Various group I introns have evolved to associate with other parasitic elements. Twintrons (30), where two distinct group I introns are associated with each other, and IStrons (77, 107), where a group I intron and an insertion sequence (IS) are seen together, are two such cases. Rarely, spliceosomal introns are also found within group I introns (48). As seen below, group I introns also associate with endonucleases.

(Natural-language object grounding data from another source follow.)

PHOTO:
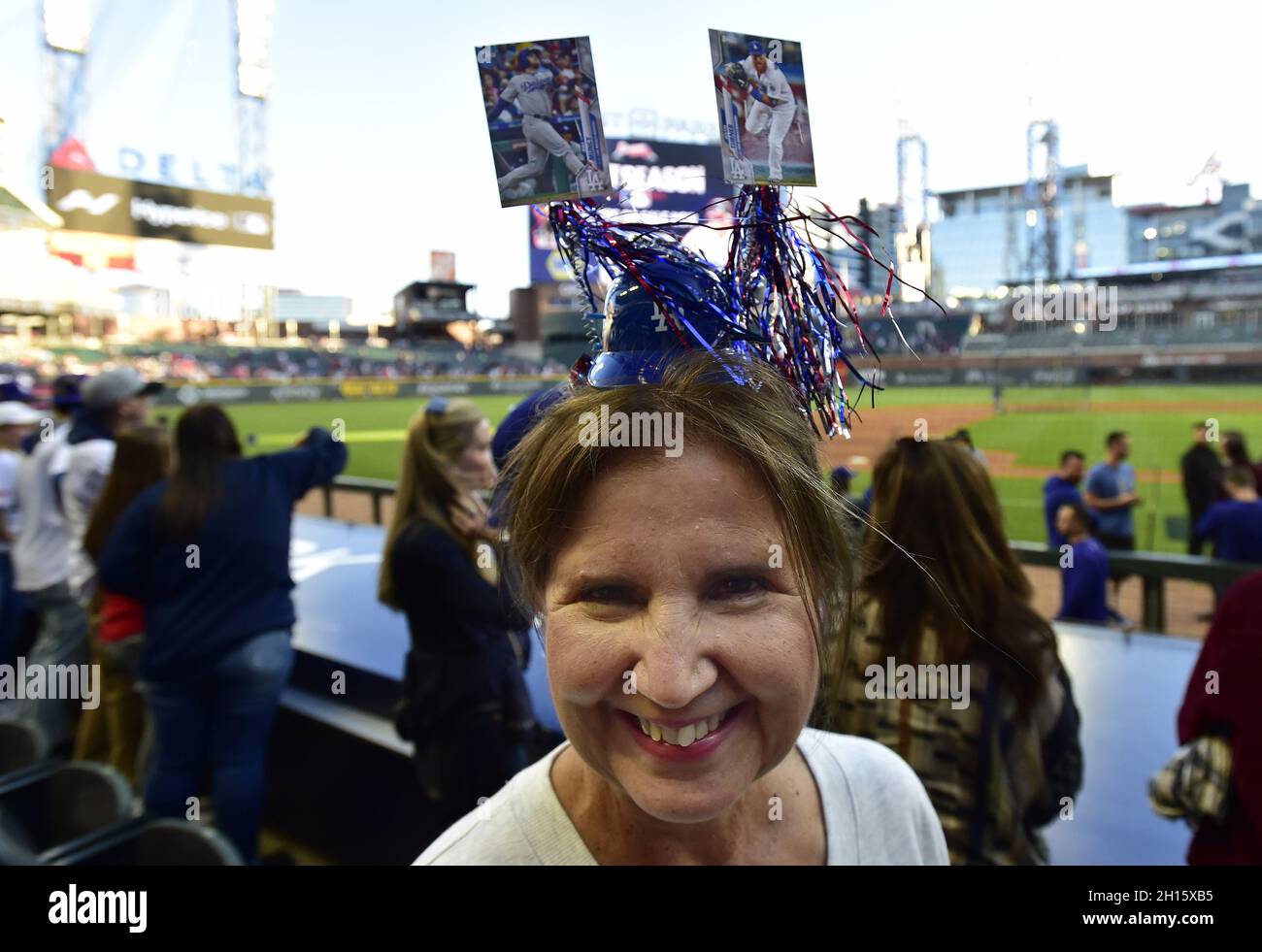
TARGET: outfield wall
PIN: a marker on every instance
(354, 388)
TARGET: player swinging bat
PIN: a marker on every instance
(774, 106)
(529, 95)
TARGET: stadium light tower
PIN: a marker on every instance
(1043, 199)
(913, 181)
(253, 32)
(67, 25)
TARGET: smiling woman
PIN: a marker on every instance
(688, 605)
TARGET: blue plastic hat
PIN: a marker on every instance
(640, 338)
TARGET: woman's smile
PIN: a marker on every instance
(677, 740)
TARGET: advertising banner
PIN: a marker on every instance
(148, 210)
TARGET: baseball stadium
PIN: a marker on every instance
(302, 561)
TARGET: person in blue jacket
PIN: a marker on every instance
(1235, 525)
(207, 555)
(1061, 488)
(1084, 569)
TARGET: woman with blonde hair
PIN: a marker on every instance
(988, 719)
(690, 589)
(465, 705)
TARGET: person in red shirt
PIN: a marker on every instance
(113, 732)
(1222, 700)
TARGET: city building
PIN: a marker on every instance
(982, 236)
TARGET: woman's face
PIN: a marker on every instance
(673, 605)
(474, 467)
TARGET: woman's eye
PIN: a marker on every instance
(740, 586)
(607, 594)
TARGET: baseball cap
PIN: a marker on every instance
(108, 388)
(13, 391)
(17, 413)
(66, 391)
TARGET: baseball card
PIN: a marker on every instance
(544, 117)
(760, 88)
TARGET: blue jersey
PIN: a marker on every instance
(1110, 481)
(1236, 529)
(1084, 582)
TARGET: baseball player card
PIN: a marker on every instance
(544, 117)
(760, 88)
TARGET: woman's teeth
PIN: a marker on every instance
(681, 737)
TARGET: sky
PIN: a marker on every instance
(378, 136)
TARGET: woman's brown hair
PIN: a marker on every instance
(436, 435)
(142, 458)
(937, 554)
(206, 442)
(756, 422)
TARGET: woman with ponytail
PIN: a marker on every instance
(466, 706)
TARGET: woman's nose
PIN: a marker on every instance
(674, 664)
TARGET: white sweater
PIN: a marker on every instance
(876, 812)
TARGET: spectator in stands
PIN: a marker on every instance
(113, 401)
(112, 733)
(1237, 453)
(853, 509)
(1222, 699)
(466, 705)
(42, 567)
(1111, 494)
(1083, 569)
(1061, 489)
(966, 439)
(17, 420)
(207, 555)
(943, 588)
(1202, 476)
(1235, 526)
(684, 662)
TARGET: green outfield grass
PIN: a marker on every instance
(375, 433)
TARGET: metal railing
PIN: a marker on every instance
(375, 489)
(1152, 568)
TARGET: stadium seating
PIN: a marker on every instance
(21, 745)
(53, 804)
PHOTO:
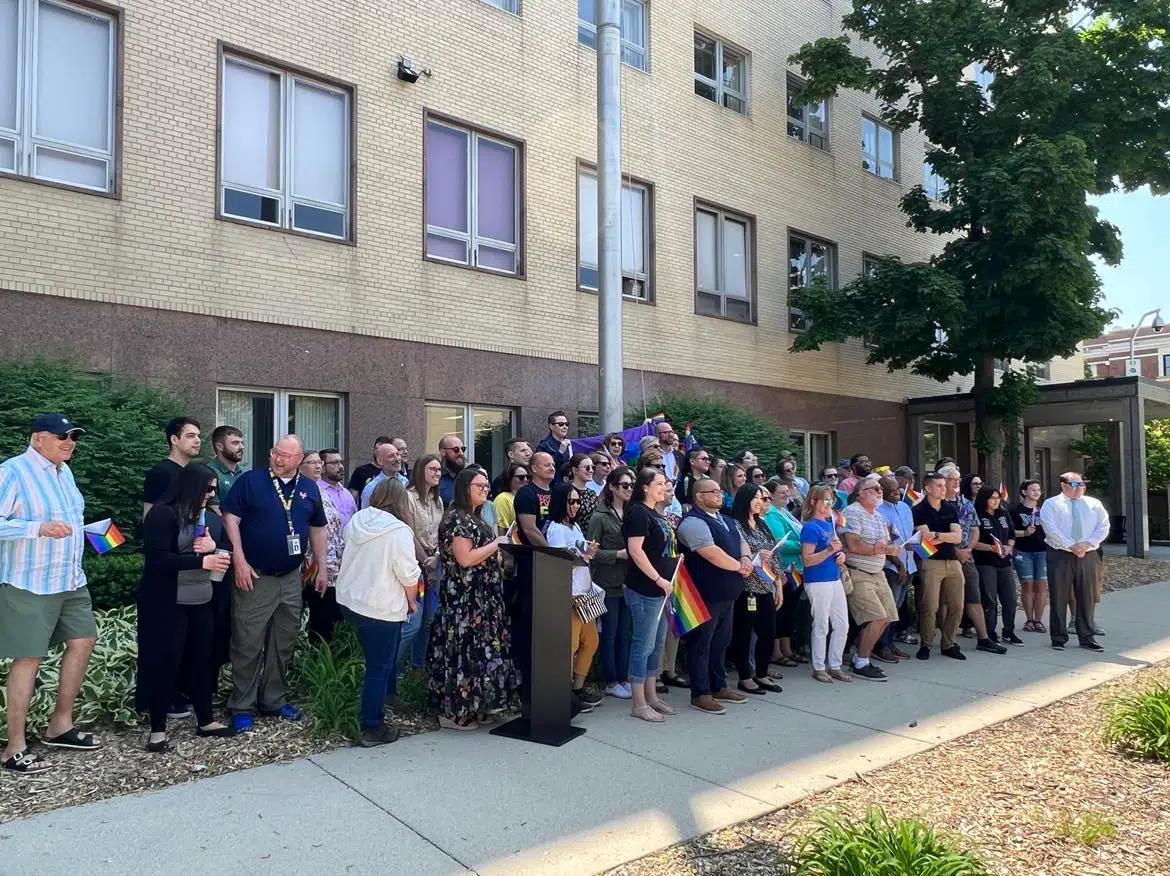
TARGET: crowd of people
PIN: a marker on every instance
(415, 557)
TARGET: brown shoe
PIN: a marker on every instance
(725, 695)
(708, 704)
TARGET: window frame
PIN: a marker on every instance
(721, 214)
(25, 140)
(590, 169)
(806, 136)
(473, 241)
(879, 126)
(590, 27)
(796, 314)
(721, 90)
(289, 75)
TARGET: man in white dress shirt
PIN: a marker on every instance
(1074, 525)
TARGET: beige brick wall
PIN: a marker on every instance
(159, 245)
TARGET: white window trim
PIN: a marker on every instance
(873, 163)
(640, 49)
(722, 90)
(642, 277)
(472, 239)
(22, 138)
(283, 195)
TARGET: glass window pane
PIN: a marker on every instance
(735, 259)
(586, 219)
(252, 126)
(319, 136)
(447, 177)
(73, 76)
(495, 191)
(706, 263)
(8, 20)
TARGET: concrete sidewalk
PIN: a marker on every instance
(451, 802)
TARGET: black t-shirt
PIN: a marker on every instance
(1021, 518)
(362, 476)
(997, 525)
(159, 478)
(937, 522)
(658, 543)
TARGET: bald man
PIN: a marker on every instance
(269, 515)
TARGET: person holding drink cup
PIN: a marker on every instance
(176, 622)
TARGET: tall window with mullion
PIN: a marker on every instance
(286, 150)
(472, 198)
(57, 64)
(635, 212)
(807, 260)
(721, 73)
(724, 262)
(633, 29)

Similar to ribozymes, another iconoclastic discovery was that of inteins (internal proteins). These elements are transcribed and translated together with the host protein but self-excise, leaving the flanking sequences (exteins) spliced together. The first intein was discovered in yeast vacuolar ATPases in 1990 (56). Since then, hundreds of inteins have been discovered in Bacteria, Archaea, and Eukarya. An intein database, InBase, has been established to provide information on all known inteins (87). In bacteria, inteins are found inserted in a variety of conserved proteins, including DNA polymerase, helicase, gyrase, recombinase A, and ribonucleotide reductase, whereas in bacteriophages, inteins have been found in DNA polymerase and ribonucleotide reductase (87). The ratio of intein size to host protein size varies widely, with some inteins being four times as large as the host protein and others only one-tenth the size of the host protein (87).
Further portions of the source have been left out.